ライフ・ゴーズ・オン 彼女たちの選択

ライフ・ゴーズ・オン 彼女たちの選択 “Certain Women”

監督:ケリー・ライヒャルト

出演:ローラ・ダーン、クリステン・スチュワート、ミシェル・ウィリアムス、
   リリー・グラッドストーン、ジェームズ・レグロス、
   ジャレッド・ハリス、ルネ・オーベルジョノワ

評価:★★★




 ローラ・ダーン演じる弁護士は他人や体制を批判し続けるひとりの依頼人に手を焼いている。彼を面倒臭く思いながら、しかし、単調な毎日の中で彼以上に拘ることのできる人間のいない現実。ベッドを共にする男がいても、心は温まらない。背が高く、スレンダーな、ダーンの体躯が何とも寂しい。依頼人が立てこもり事件を起こすことで、現実が僅かに揺らぐ。

 ミシェル・ウィリアムス演じる主婦は新しく建てる予定の家のことで頭がいっぱいだ。夫は協力的とは言い難く、娘は反抗的な態度を隠さない。何のために自分は頑張っているのか、彼女も見えなくなっている。家のために調達したい物資のために出かけた先でもちぐはぐなやりとりは続き、やっと思い通りに事が進むと思っても、気分は一向に晴れない。ウィリアムスの空虚な目が哀しい。

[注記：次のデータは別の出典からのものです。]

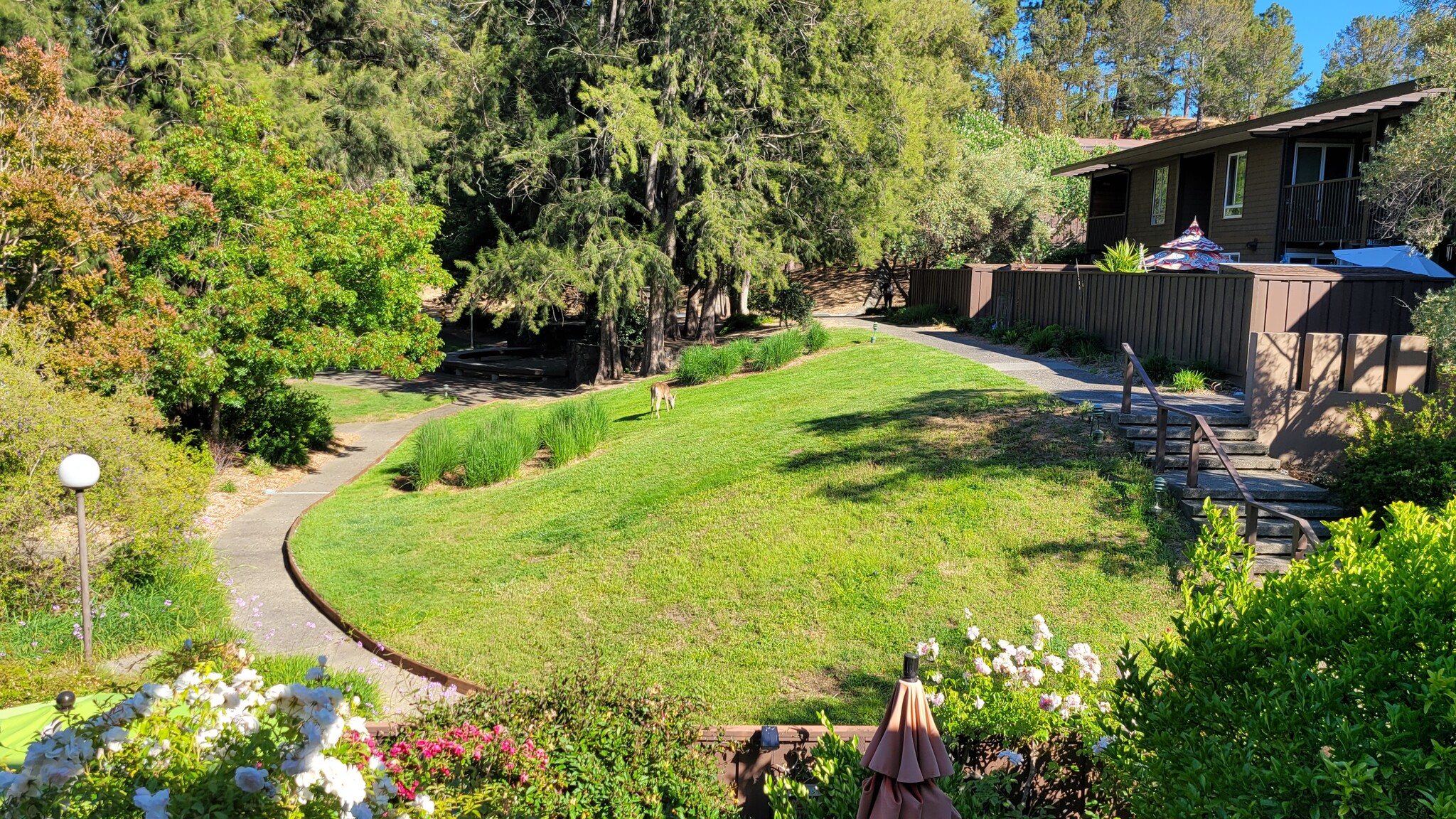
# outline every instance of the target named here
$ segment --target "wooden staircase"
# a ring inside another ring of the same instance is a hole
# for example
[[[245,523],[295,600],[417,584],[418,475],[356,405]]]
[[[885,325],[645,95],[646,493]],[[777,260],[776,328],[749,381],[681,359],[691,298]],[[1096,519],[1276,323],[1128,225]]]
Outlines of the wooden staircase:
[[[1248,415],[1200,414],[1163,399],[1133,348],[1123,344],[1123,411],[1115,428],[1128,447],[1168,482],[1169,500],[1194,526],[1207,523],[1204,498],[1235,509],[1239,533],[1255,555],[1254,573],[1289,571],[1319,541],[1326,520],[1345,517],[1329,491],[1280,471],[1277,458],[1259,443]],[[1155,412],[1133,412],[1133,382],[1140,379]],[[1190,463],[1197,444],[1197,463]],[[1254,520],[1251,532],[1249,520]]]
[[[1206,418],[1254,500],[1303,517],[1319,539],[1329,536],[1326,520],[1347,517],[1344,509],[1329,501],[1329,490],[1280,472],[1278,459],[1271,458],[1268,446],[1259,443],[1258,431],[1249,427],[1248,415],[1206,415]],[[1220,509],[1233,509],[1235,513],[1241,513],[1243,497],[1229,478],[1219,456],[1208,452],[1207,443],[1200,446],[1198,485],[1188,485],[1188,439],[1192,427],[1176,421],[1187,421],[1187,418],[1169,420],[1168,437],[1165,439],[1168,449],[1163,458],[1163,471],[1159,472],[1168,481],[1168,494],[1172,495],[1172,503],[1178,504],[1179,512],[1195,528],[1203,528],[1207,522],[1203,514],[1204,498],[1213,498],[1213,503]],[[1152,412],[1120,414],[1115,430],[1127,440],[1134,453],[1143,456],[1143,463],[1152,468],[1158,442],[1158,415]],[[1259,517],[1258,539],[1255,541],[1255,574],[1289,570],[1294,554],[1294,529],[1296,525],[1287,519]],[[1248,533],[1242,514],[1239,533]]]

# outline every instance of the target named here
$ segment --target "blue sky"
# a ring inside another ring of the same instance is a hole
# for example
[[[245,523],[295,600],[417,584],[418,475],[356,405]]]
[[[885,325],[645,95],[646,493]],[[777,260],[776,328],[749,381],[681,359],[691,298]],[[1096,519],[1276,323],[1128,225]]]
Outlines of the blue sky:
[[[1334,42],[1340,29],[1360,15],[1398,15],[1404,10],[1401,0],[1280,0],[1294,15],[1294,36],[1305,47],[1305,71],[1310,87],[1319,80],[1325,58],[1319,51]],[[1270,0],[1259,0],[1255,7],[1262,12]]]

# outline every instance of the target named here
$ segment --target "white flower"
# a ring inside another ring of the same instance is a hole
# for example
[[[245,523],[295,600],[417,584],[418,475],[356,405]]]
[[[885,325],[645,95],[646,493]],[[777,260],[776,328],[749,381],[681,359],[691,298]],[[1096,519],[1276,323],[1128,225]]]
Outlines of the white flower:
[[[181,688],[181,686],[179,686]],[[144,819],[167,819],[167,800],[172,799],[169,788],[151,793],[147,788],[137,788],[131,803],[141,809]]]
[[[1051,643],[1051,630],[1047,628],[1047,618],[1041,615],[1032,616],[1031,625],[1032,628],[1037,630],[1037,634],[1031,640],[1031,647],[1040,651],[1042,647]]]
[[[233,784],[243,793],[258,793],[268,787],[268,771],[242,767],[233,771]]]
[[[112,753],[121,751],[121,746],[127,745],[128,732],[124,727],[106,729],[100,734],[100,743],[106,746],[106,751]]]

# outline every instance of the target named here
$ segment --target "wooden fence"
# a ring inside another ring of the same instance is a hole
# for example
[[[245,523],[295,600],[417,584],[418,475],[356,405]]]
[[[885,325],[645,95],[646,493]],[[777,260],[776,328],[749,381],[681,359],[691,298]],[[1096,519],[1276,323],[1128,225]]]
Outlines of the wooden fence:
[[[1224,265],[1220,274],[986,265],[916,271],[909,303],[1010,324],[1057,324],[1095,334],[1108,350],[1125,341],[1139,351],[1242,376],[1251,332],[1405,335],[1411,305],[1447,283],[1307,265]]]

 リリー・グラッドストーン演じる牧場の女は馬の世話に追われる毎日だ。誰とも話さない日も珍しくなく、そんなときふらっと入った建物の中で法律の授業を担当する女弁護士に何かを感じ取る。彼女への関心は膨らむばかりで、積極的に話しかける。孤独からの解放に喜びを感じるものの、その関心は一方通行のそれである現実を突きつけられる。グラッドストーンの肉体が震える様が切なくて切なくて…。

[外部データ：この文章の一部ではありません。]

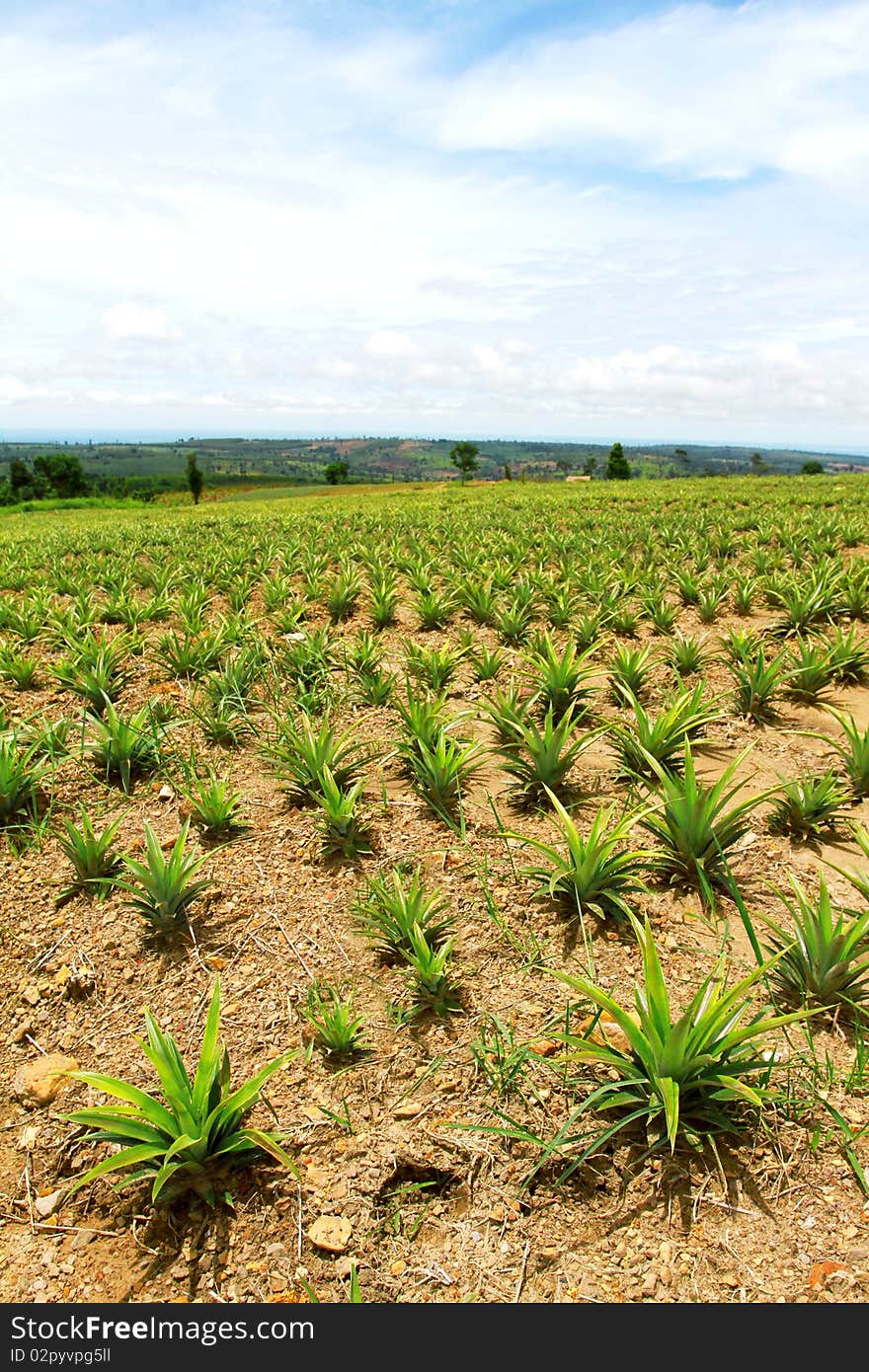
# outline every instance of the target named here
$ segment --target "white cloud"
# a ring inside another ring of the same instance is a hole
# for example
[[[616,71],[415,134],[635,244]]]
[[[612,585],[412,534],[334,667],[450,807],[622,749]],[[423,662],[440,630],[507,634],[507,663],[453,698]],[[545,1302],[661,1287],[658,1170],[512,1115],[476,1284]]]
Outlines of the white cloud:
[[[463,71],[435,30],[265,12],[0,18],[22,424],[865,432],[869,4],[675,5]]]
[[[678,5],[581,38],[531,38],[470,70],[445,148],[561,148],[736,178],[826,178],[869,155],[869,5]]]
[[[413,357],[416,344],[406,333],[399,333],[397,329],[378,329],[365,339],[364,351],[368,357],[391,362],[395,358]]]
[[[113,305],[103,314],[103,328],[113,339],[146,339],[155,343],[169,343],[180,338],[166,310],[157,305],[139,305],[135,300]]]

 ケリー・ライヒャルトはこの三つの物語を変に交錯させることなく順番に手掛ける。小細工は彼女たちの心象を悪戯に弄ぶことに繋がりかねないと気づいているのだろう。それぞれが抱える問題を照らし出すことに専念し、その一呼吸の中に込められた複雑な思いを掬い上げることに賭けている。まことに誠実な姿勢だ。

 そうして出来上がった映像は寒々とした気配に満ちている。舞台となるモンタナの田舎町の身体の芯まで冷やす圧倒的寒さが見事に封じ込められる。人が吐く息は白い。そしてそれはあっという間に見えなくなってしまうものだけれど、ここでは吐き出した白い息が白いまま、ずっと宙を彷徨い続けているような感覚を覚える。そしてその息は見方によっては人に優しくも冷たくもなる。

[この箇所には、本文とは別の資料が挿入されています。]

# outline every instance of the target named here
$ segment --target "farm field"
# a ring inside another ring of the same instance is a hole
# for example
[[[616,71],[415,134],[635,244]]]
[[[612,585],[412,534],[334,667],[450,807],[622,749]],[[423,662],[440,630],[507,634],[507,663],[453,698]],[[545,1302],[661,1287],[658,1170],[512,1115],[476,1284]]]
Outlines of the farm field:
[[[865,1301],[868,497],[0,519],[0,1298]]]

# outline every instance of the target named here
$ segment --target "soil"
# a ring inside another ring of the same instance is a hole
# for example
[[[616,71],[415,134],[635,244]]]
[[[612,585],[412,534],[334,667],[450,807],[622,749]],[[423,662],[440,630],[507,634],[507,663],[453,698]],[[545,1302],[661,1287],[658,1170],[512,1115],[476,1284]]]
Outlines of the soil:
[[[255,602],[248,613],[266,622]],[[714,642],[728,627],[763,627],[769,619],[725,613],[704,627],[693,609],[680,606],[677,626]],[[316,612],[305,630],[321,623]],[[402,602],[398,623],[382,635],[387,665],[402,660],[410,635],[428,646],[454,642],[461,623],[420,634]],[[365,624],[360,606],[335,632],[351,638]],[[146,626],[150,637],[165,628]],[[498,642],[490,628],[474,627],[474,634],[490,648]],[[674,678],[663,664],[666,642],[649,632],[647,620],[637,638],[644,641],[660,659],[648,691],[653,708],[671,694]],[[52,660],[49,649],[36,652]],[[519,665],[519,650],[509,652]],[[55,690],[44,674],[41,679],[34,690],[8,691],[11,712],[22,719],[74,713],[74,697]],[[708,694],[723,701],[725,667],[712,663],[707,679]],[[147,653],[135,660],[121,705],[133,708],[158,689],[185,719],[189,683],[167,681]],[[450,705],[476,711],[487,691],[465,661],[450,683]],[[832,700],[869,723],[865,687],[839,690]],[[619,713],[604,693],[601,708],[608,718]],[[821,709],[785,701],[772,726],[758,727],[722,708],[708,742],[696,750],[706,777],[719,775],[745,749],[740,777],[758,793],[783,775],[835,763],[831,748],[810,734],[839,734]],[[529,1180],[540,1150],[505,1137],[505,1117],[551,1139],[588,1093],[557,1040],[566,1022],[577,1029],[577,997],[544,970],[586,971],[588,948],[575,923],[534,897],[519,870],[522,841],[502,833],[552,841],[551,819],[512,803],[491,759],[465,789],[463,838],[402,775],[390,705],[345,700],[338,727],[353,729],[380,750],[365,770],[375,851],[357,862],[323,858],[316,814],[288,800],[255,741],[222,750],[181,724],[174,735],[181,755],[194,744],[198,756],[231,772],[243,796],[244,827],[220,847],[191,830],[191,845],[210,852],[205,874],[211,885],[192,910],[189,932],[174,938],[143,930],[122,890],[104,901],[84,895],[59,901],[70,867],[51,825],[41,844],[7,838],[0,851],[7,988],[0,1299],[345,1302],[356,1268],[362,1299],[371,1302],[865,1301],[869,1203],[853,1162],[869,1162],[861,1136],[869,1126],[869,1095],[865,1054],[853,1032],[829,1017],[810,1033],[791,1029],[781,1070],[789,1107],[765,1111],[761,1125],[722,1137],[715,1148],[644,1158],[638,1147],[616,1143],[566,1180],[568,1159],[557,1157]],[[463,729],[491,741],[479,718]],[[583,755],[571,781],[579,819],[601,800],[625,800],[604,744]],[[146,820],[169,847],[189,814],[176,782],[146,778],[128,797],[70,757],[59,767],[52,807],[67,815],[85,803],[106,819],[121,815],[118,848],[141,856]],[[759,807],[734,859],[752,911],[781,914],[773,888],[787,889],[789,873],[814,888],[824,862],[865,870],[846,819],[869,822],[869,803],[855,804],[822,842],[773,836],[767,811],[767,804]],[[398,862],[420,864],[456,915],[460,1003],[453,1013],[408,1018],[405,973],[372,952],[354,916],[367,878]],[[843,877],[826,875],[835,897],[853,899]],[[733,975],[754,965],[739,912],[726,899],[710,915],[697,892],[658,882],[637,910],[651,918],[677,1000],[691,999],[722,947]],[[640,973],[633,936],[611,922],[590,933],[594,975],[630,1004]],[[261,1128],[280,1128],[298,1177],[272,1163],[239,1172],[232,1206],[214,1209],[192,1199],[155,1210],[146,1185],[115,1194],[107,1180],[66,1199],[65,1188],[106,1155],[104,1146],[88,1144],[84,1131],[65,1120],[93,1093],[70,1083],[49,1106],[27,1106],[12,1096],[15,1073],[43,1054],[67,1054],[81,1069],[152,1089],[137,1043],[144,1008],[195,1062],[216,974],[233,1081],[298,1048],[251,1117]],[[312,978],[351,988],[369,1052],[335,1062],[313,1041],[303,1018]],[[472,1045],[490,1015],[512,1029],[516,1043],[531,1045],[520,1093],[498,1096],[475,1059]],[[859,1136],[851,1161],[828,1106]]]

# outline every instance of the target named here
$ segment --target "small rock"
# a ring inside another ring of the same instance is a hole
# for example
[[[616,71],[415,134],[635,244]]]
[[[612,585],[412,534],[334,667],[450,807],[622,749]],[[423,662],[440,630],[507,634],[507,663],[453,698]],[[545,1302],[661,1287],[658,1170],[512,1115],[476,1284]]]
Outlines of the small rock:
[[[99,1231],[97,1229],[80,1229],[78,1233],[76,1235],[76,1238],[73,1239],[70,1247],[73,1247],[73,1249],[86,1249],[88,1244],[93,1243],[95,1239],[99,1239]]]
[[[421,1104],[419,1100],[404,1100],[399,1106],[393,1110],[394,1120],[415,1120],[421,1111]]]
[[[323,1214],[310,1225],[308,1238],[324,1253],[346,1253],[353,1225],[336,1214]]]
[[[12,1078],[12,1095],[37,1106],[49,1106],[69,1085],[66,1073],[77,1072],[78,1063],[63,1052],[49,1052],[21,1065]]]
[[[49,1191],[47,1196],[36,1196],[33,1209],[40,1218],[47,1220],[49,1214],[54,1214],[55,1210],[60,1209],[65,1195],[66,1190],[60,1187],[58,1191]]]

 『ライフ・ゴーズ・オン 彼女たちの選択』は間違いなく地味な映画だ。派手な事件は起こらないし、そこに住む女たちの日常を切り取ったに過ぎない。ただ、女たちが欲する物は普遍的でありながら手にすることが思いの外難しく、だからこそ誰もが常に求め続けるそれだ。ゆえに妙に胸がざわつく。時に痛々しくも見える彼女たちの中に入り込み、その痛みを共有するような錯覚を覚える。ライヒャルトの狙いは的確だ。